L'histoire commence comme un roman de Tom Clancy. En avril 2024, un informateur glisse à l'ambassade américaine en République dominicaine que deux jets de Maduro sont en réparation. Bingo ! Les services secrets identifient Villegas, colonel loyal et pilote attitré du président vénézuélien. L'agent Edwin Lopez, ancien des forces spéciales, entre en scène avec une proposition qu'on imagine accompagnée d'une musique dramatique : détourner l'avion présidentiel vers Porto Rico, la République dominicaine ou - pourquoi pas - la base de Guantánamo, en échange d'une fortune et d'une protection à vie. On parle même d'une prime de 50 millions de dollars, preuve que les États-Unis mettent le prix quand il s'agit de capturer leur «méchant» préféré.

Mais Villegas, loin d'être séduit par ce pactole, reste fidèle à Maduro. Après seize mois de pressions, de messages WhatsApp insistants et même de menaces voilées, le pilote bloque Lopez comme on bloque un ex trop collant. Pour pimenter le tout, l'agent américain tente un dernier coup bas : une photo compromettante de leur rencontre fuitée sur X, semant le doute sur la loyauté du pilote. Résultat ? Villegas réapparaît triomphant à la télévision vénézuélienne, poing levé, aux côtés du ministre de l'Intérieur, Diosdado Cabello. Rideau.

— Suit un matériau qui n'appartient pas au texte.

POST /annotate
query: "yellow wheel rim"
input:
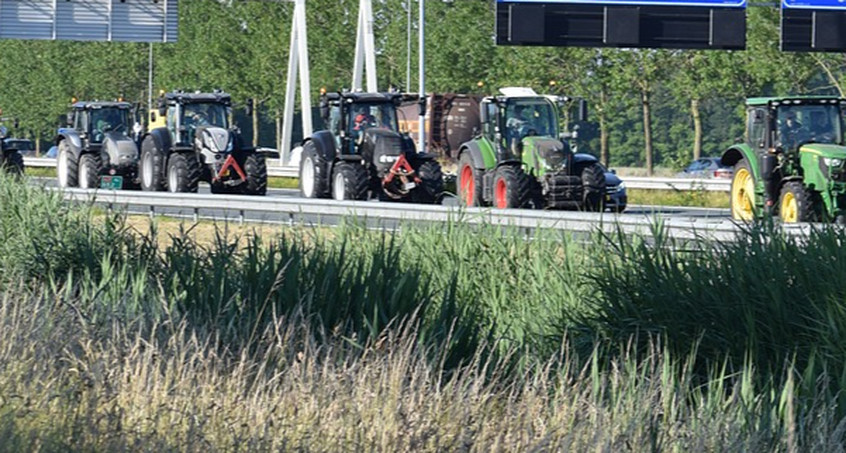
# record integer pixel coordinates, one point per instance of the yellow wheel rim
(789, 209)
(742, 193)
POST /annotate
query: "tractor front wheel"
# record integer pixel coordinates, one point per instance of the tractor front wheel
(255, 169)
(431, 185)
(350, 182)
(512, 187)
(743, 192)
(183, 172)
(795, 203)
(469, 181)
(67, 166)
(89, 171)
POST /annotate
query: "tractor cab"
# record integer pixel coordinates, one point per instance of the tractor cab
(182, 114)
(93, 120)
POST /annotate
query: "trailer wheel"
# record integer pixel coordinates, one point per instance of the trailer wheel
(593, 182)
(183, 172)
(349, 181)
(89, 171)
(469, 181)
(795, 203)
(255, 169)
(152, 165)
(432, 183)
(67, 166)
(314, 182)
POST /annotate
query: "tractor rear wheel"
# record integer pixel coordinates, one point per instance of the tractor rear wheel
(13, 164)
(255, 169)
(593, 182)
(67, 166)
(89, 171)
(350, 181)
(512, 187)
(469, 182)
(743, 192)
(183, 172)
(431, 185)
(795, 203)
(152, 166)
(314, 180)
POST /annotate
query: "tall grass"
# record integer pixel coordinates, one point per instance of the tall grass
(448, 338)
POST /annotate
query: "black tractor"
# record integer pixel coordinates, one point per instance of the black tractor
(363, 154)
(191, 140)
(98, 141)
(11, 159)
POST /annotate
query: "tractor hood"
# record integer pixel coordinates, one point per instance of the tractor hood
(553, 153)
(825, 150)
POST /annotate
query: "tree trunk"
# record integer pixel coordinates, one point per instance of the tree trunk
(647, 129)
(697, 128)
(255, 125)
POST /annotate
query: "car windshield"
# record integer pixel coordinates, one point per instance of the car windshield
(820, 123)
(109, 119)
(366, 115)
(528, 117)
(205, 114)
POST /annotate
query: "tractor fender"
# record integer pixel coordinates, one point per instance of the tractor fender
(72, 138)
(475, 152)
(734, 154)
(324, 144)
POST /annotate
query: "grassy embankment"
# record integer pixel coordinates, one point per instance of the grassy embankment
(436, 339)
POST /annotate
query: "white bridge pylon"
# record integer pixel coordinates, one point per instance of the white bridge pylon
(365, 57)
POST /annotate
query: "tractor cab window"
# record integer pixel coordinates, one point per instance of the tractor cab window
(366, 115)
(201, 114)
(529, 117)
(108, 119)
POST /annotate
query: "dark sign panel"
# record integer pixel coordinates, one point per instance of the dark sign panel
(89, 20)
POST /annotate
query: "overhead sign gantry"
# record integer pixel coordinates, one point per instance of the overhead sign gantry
(683, 24)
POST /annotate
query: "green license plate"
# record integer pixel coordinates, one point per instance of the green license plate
(111, 182)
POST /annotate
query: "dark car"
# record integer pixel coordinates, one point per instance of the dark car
(615, 192)
(706, 167)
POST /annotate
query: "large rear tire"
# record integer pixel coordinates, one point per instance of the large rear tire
(593, 182)
(469, 184)
(743, 192)
(432, 183)
(512, 187)
(151, 168)
(67, 166)
(255, 169)
(350, 181)
(183, 172)
(314, 179)
(795, 203)
(89, 171)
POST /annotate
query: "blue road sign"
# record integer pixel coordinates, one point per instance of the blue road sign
(702, 3)
(814, 4)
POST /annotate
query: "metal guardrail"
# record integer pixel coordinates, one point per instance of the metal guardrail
(293, 209)
(709, 185)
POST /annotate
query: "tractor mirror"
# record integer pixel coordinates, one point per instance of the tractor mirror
(582, 110)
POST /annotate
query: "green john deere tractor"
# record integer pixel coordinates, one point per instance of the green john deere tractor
(519, 160)
(793, 163)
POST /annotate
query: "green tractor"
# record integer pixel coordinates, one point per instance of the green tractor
(793, 163)
(520, 160)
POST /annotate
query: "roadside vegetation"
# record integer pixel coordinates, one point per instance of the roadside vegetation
(455, 338)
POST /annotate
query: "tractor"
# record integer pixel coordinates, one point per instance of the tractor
(363, 153)
(191, 139)
(97, 141)
(11, 159)
(519, 160)
(793, 161)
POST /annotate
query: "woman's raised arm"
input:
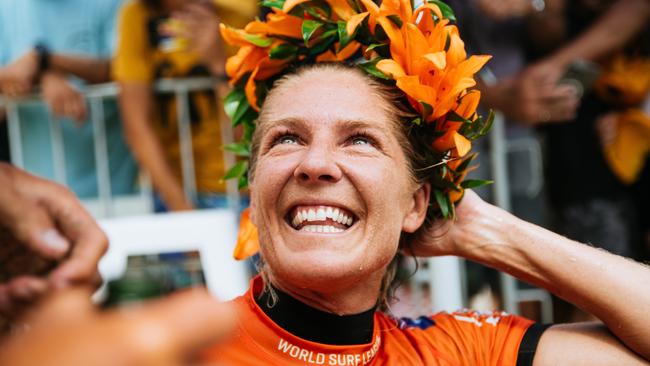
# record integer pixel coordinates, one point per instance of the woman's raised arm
(613, 288)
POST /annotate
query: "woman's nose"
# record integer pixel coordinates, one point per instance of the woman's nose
(318, 166)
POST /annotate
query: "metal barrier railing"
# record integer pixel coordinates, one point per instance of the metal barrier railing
(95, 95)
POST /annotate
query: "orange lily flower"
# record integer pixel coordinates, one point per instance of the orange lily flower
(277, 23)
(248, 242)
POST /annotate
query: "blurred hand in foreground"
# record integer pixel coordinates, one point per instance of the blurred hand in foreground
(47, 240)
(63, 99)
(67, 330)
(535, 96)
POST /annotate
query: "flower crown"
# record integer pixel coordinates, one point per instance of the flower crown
(418, 51)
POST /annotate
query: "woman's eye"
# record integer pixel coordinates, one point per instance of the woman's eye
(286, 140)
(360, 140)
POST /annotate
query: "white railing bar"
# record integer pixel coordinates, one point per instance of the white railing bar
(185, 137)
(229, 160)
(15, 138)
(501, 189)
(445, 283)
(58, 150)
(101, 155)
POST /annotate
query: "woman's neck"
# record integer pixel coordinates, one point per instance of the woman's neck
(316, 325)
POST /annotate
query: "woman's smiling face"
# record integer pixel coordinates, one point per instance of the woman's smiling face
(331, 191)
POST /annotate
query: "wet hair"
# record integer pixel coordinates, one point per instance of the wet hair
(395, 105)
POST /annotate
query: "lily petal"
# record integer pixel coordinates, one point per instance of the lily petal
(463, 145)
(391, 68)
(354, 22)
(247, 239)
(438, 59)
(290, 4)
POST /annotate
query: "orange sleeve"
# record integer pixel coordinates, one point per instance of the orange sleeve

Les cow-boys de Washington : shérifs autoproclamés du monde

Ce n'est pas la première fois que les États-Unis s'improvisent justiciers internationaux, mais cette opération frôle le ridicule par son audace et son échec. Tenter d'enlever un chef d'État en exercice, c'est un peu comme si John Wayne décidait de capturer le shérif adverse en plein saloon, mais trébuchait sur une chaise en chemin. Depuis le retour de Donald Trump au pouvoir, Washington semble avoir retrouvé son goût pour les méthodes musclées : opérations clandestines de la CIA au Venezuela, saisie des jets privés de Maduro, frappes contre des embarcations accusées de narcotrafic - 57 morts au compteur. Tout cela sous le couvert de sanctions et d'accusations de «narco-terrorisme». Le Far West, version 2.0, où les drones remplacent les lassos et les tweets assassins succèdent aux avis de recherche.

Et pourtant, il y a de quoi rire - ou du moins sourire - face à l'absurdité de ce plan. Imaginer un agent américain, probablement vêtu d'un costume trop ajusté, négocier dans un hangar d'aéroport avec un pilote qui, stoïque, refuse de trahir son patron, relève presque du théâtre de boulevard. Mais le rire s'étrangle vite quand on mesure la gravité de l'affaire. Violer la souveraineté d'un État, bafouer le droit international, jouer les cow-boys sans se soucier des conséquences : c'est une vieille recette américaine, appliquée de l'Irak à l'Amérique latine, avec des résultats souvent désastreux.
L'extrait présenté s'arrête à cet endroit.